È stato un anno di lavoro intenso, frutto dell’impegno non solo mio ma di tutta la squadra, “un impegno delle persone per le persone”. Mi riferisco non solo ai Segretari Nazionali, Territoriali e a tutti i Rappresentanti,  ma anche a tutti coloro si sono prodigati per essere vicini alle persone, a tutti i livelli, con una presenza capillare nelle Unità produttive. Una condivisione quotidiana sui temi del lavoro, della salute, della previdenza, della persona e della famiglia.

Noi siamo una squadra e tutti insieme daremo vita a questa giornata, a cominciare dai Segretari Nazionali, Ernesto Mancuso, Umberto Damiano, Mario Zanelli e Fabrizio Amante.

Un anno fa circa, con il nuovo statuto di AQCF-R, siamo diventanti Rappresentanza, per perseguire una missione e obiettivi importanti, allineati e focalizzati sui nuovi scenari economici e sui temi occupazionali. Nel 2017 abbiamo raggiunto gli obiettivi che ci eravamo posti: formazione, servizi ai soci e, per venire incontro alle esigenze delle persone che rappresentiamo e dei nostri rappresentanti, abbiamo trasformato l’informazione cartacea in comunicazione digitale, in tempo reale e aggiornata, con un nuovo sito web.

La formazione è un altro pilastro del nostro programma, che abbiamo avviato a livello nazionale assieme a FIM, come anche i servizi fiscali per le nostre persone. Puntiamo molto sulla formazione per affrontare, con la preparazione e la determinazione necessarie, il presente e le sfide che esso ogni giorno ci pone davanti. E anche per gestire il cambiamento con la conoscenza e la competenza, per costruire, passo dopo passo, il nostro futuro, allineati a come si evolverà il mercato che oggi conosciamo.

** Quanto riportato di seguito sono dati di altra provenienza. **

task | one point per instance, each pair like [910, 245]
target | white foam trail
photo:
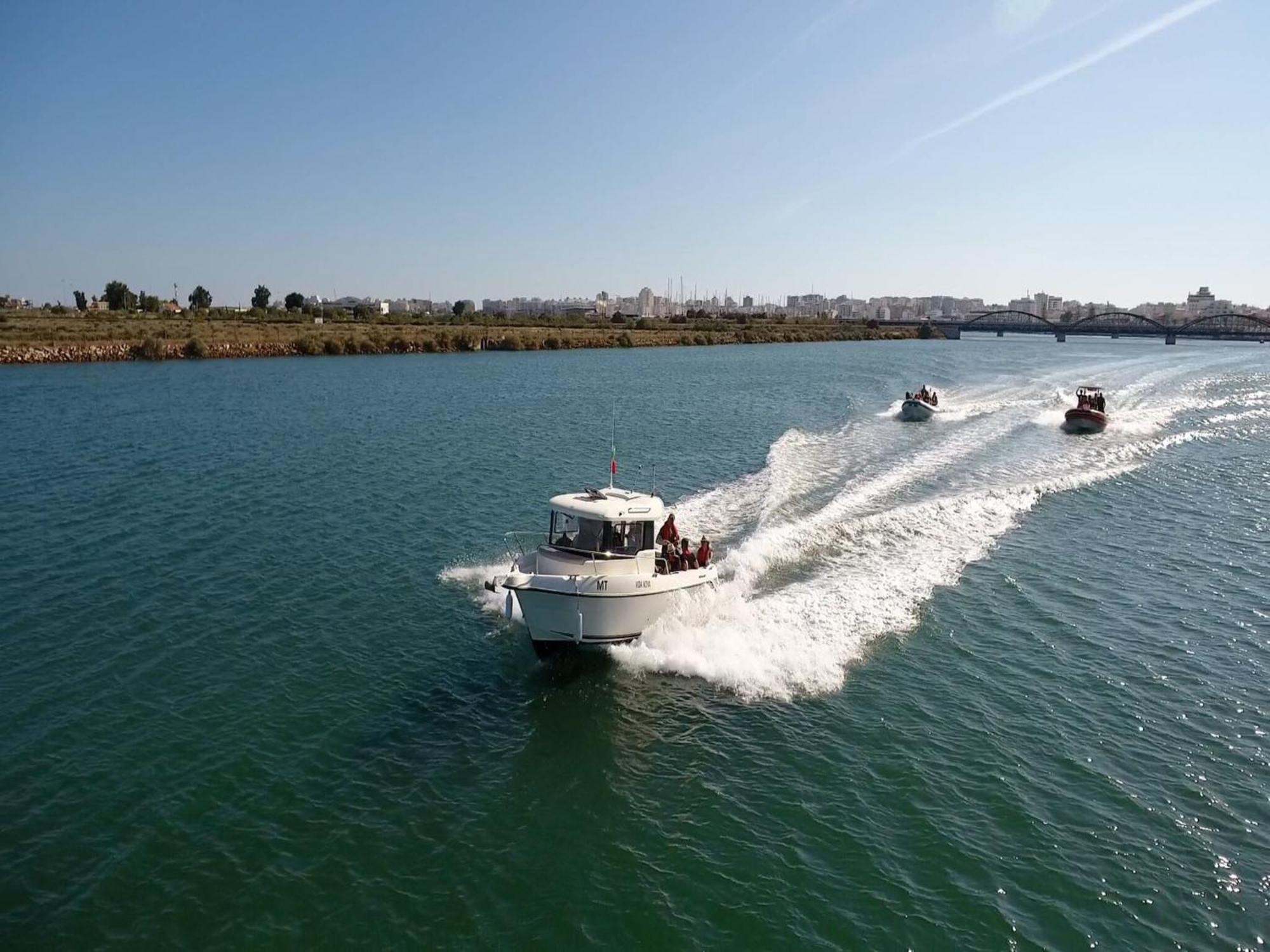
[872, 576]
[474, 577]
[844, 536]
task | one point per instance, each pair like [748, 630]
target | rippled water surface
[966, 685]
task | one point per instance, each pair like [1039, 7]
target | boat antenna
[613, 460]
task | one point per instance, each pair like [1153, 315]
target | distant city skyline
[971, 148]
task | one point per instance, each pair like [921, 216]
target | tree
[119, 298]
[200, 299]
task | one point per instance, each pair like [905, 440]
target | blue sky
[1098, 149]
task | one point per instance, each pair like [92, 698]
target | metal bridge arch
[1006, 318]
[1229, 324]
[1117, 321]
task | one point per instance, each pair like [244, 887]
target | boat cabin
[605, 524]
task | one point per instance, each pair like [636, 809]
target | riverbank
[27, 338]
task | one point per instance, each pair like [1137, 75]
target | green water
[967, 685]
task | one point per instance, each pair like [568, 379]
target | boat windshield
[584, 535]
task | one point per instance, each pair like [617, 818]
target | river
[966, 685]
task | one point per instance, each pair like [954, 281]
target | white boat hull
[1085, 421]
[918, 412]
[601, 610]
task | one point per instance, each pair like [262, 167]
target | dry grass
[234, 336]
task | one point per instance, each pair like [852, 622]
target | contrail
[1116, 46]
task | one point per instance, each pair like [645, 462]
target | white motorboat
[920, 407]
[596, 578]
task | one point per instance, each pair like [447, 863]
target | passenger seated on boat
[688, 558]
[671, 557]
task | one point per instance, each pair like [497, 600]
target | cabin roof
[610, 505]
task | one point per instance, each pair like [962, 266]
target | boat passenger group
[678, 554]
[1092, 402]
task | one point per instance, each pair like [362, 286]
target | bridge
[1116, 324]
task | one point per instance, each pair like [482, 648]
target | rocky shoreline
[119, 351]
[538, 340]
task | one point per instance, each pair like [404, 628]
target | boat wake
[843, 538]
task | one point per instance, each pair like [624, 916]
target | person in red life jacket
[688, 559]
[672, 560]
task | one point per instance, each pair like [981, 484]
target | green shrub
[150, 350]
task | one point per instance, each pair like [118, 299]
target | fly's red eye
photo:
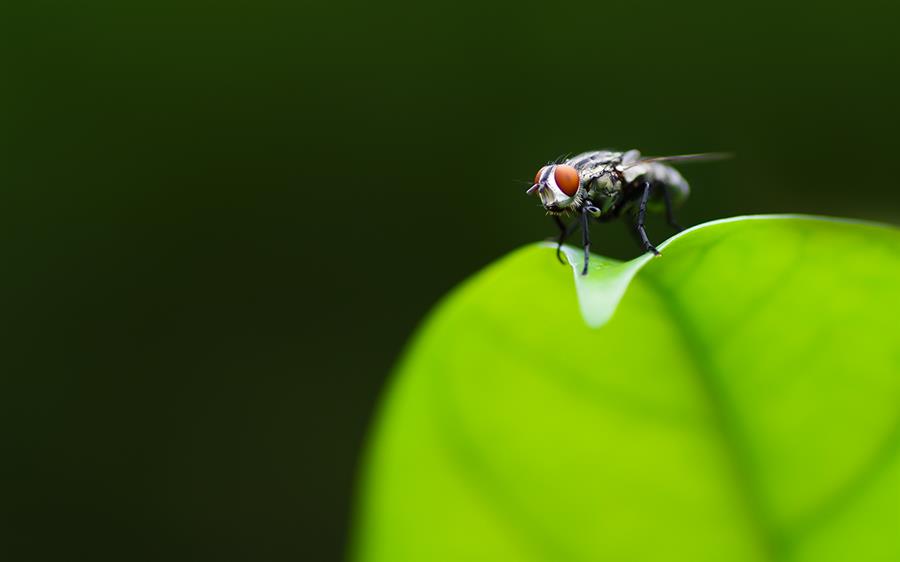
[566, 179]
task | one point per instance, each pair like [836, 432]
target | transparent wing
[704, 157]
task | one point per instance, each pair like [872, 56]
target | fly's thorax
[661, 174]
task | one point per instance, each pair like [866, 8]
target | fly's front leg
[642, 213]
[564, 232]
[670, 216]
[585, 237]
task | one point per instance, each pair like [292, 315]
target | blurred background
[220, 221]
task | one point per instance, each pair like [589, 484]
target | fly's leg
[642, 212]
[670, 216]
[564, 232]
[585, 238]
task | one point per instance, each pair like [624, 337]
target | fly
[605, 184]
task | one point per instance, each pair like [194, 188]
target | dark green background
[221, 220]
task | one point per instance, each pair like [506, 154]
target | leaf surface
[736, 399]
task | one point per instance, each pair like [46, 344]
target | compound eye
[566, 179]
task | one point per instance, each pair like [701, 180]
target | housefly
[604, 185]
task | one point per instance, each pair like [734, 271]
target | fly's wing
[704, 157]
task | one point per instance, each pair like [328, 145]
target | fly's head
[559, 187]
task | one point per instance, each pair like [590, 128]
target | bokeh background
[220, 221]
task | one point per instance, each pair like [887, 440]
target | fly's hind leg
[641, 215]
[670, 216]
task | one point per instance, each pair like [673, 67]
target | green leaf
[742, 403]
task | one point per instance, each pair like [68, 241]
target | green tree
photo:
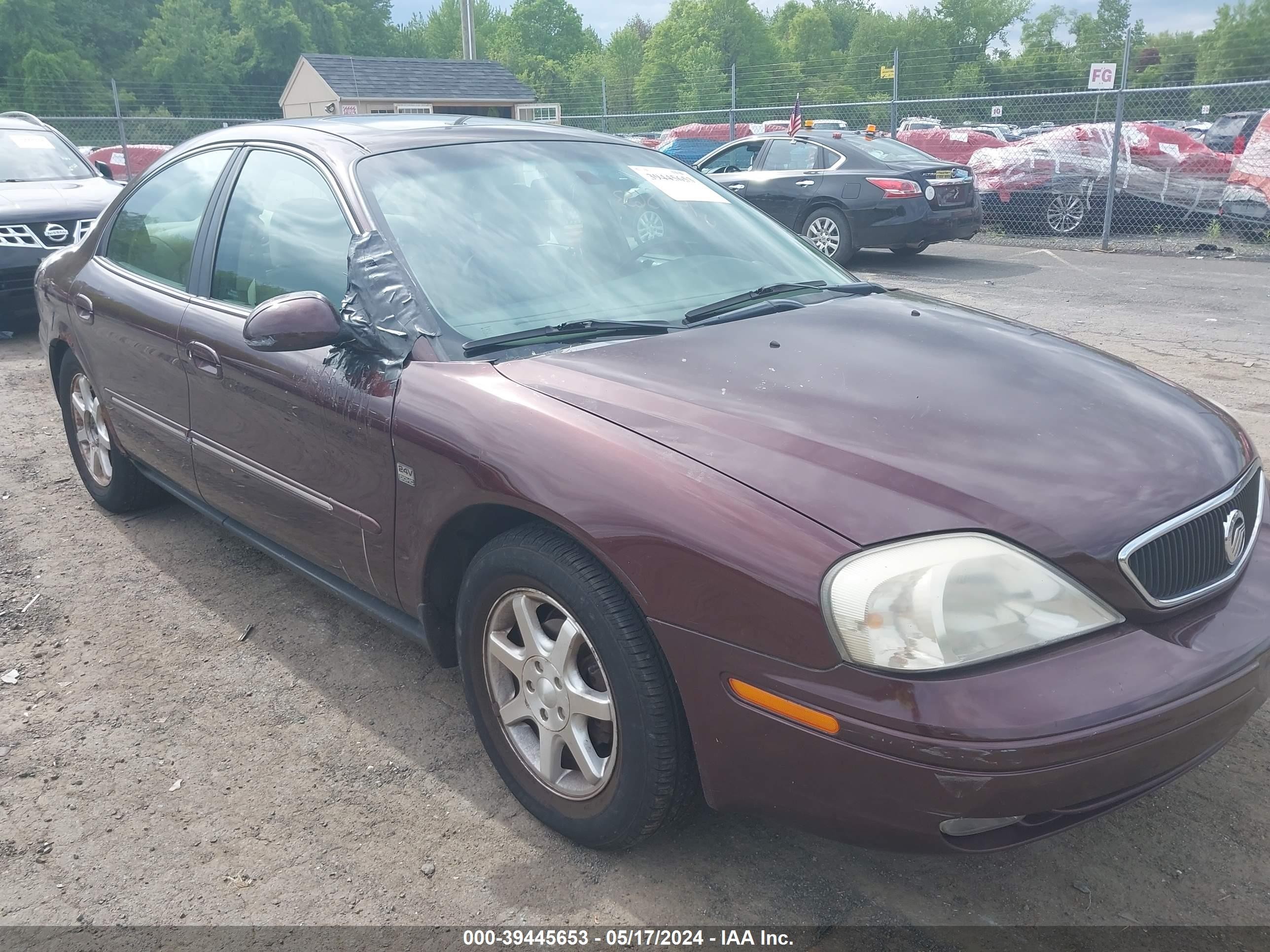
[439, 36]
[1234, 49]
[552, 30]
[702, 37]
[190, 42]
[623, 59]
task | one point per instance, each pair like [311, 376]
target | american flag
[797, 116]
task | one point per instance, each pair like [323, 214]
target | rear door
[789, 179]
[295, 446]
[130, 300]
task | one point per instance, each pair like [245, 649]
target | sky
[607, 16]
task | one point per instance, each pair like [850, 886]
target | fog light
[969, 825]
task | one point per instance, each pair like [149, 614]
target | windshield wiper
[700, 314]
[568, 329]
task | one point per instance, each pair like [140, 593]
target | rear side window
[154, 233]
[283, 232]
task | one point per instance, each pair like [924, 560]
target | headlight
[949, 601]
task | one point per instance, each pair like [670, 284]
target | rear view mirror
[300, 322]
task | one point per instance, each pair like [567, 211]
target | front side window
[506, 237]
[736, 159]
[154, 233]
[38, 155]
[792, 155]
[283, 232]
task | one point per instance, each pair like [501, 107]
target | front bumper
[1057, 738]
[18, 280]
[912, 221]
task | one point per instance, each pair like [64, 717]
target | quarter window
[283, 232]
[154, 233]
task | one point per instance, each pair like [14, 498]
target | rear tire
[606, 693]
[828, 233]
[108, 475]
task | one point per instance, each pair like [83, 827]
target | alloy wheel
[649, 226]
[1064, 214]
[91, 431]
[823, 233]
[550, 693]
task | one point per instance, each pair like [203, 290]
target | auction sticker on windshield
[677, 184]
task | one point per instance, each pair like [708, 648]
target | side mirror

Obiettivi raggiunti grazie alla squadra e al vostro contributo: grazie a tutti voi che avete contribuito all’attuazione di questa strategia. Il ruolo della squadra in questo anno ormai quasi concluso, è stato fondamentale!

Cosa ci aspetta nel 2018? Il prossimo anno affronteremo il rinnovo contrattuale, la nuova piattaforma. Ci sarà anche il rinnovo delle rappresentanze e sarà necessario consolidare il risultato finora conseguito dalla nostra associazione: 130 rappresentanti sindacali, di cui 100 in FCA e 30 in CNHI. Rinnovare e se possibile migliorare questi risultati sarà di importanza strategica: avere l’appoggio delle persone significa avere i numeri per essere incisivi nella rappresentanza ai tavoli di contrattazione.

Futuro significa anche innovazione tecnologica, nuovi scenari per i mezzi trasporto, nuovi motori (non solo quelli classici che conosciamo), forte impulso al rinnovamento tecnologico. A fine mattina sarà interessante ascoltare Carlo Novarese (Fondazione Telios) sul tema del litio, il suo impatto per il settore dei trasporti, le sfide più attuali per le batterie al litio e un progetto tutto italiano di costruzione di batterie al litio.

Il futuro è un’incognita. Essere presenti oggi – ‘esserci’ – è importante perché garantisce la continuità alla tutela degli interessi dei nostri associati, con un presidio quotidiano e costante. ‘Esserci’ ma insieme, tutti noi, per prepararci a nuove sfide, all’insegna dei nostri valori: condivisione, valore della persona, vicinanza al territorio, rappresentanza, partecipazione”.